At BullWings: Orcas Issues, we are committed to delivering community journalism: the daily, rational, civil and considered information and discussion of issues that affect our island community, which of course is composed of smaller, interdependent communities.

And so, in the gloomy information we are getting about Japan’s failed nuclear power plants and the possibilities of radiation spreading eastward, we’ve provided information immediately from the County Department of Emergency Management, with links to the State Department of Health and the International Atomic Energy Agency, World Nuclear News and the U.S. Center for Disease Control.
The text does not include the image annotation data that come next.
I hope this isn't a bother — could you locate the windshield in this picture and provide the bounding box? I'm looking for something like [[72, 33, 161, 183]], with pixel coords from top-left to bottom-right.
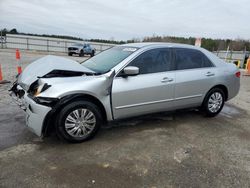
[[82, 46, 137, 73]]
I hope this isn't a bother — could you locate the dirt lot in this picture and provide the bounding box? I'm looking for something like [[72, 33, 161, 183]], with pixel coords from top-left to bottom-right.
[[0, 48, 250, 187]]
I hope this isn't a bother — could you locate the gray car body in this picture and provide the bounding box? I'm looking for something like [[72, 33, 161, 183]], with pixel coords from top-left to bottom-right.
[[68, 43, 96, 55], [10, 43, 240, 136]]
On this bright March day, with an historic full moon about to shine down on our beautiful island after a cold and rainy winter, I’m more inclined to listen to government and agency voices that advise a “wait-and-see” attitude. I remember the story of the villagers on Kodiak Island who fled to the hills in fear of a tsunami that never came after the Good Friday earthquake of 1964; several of them died of exposure.

But yet… experience also tells me that the worst sometimes does happen. And others on the island are more convinced that we must protect ourselves from the radiation that they feel is headed our way. What is a measured response to such warnings?

And so, we will post informed pieces with differing perspectives on the likelihood of radiation affecting our island life, with the familiar caution that we are all in this together, advising each other about the best course of action and the dangers of panic. But we must all individually make the decision of whose advice to follow, whom do we trust, and what must be done with the knowledge we now have.

The “prayer” of Alcoholic Anonymous is never more apt:

God grant me
the serenity to accept the things I cannot change
the courage to change the things I can
and the wisdom to know the difference

In the end, with the benefit of a thoughtful, informed and caring community, we must make our own decisions about how we plan and take responsibility for both the near future and the long term.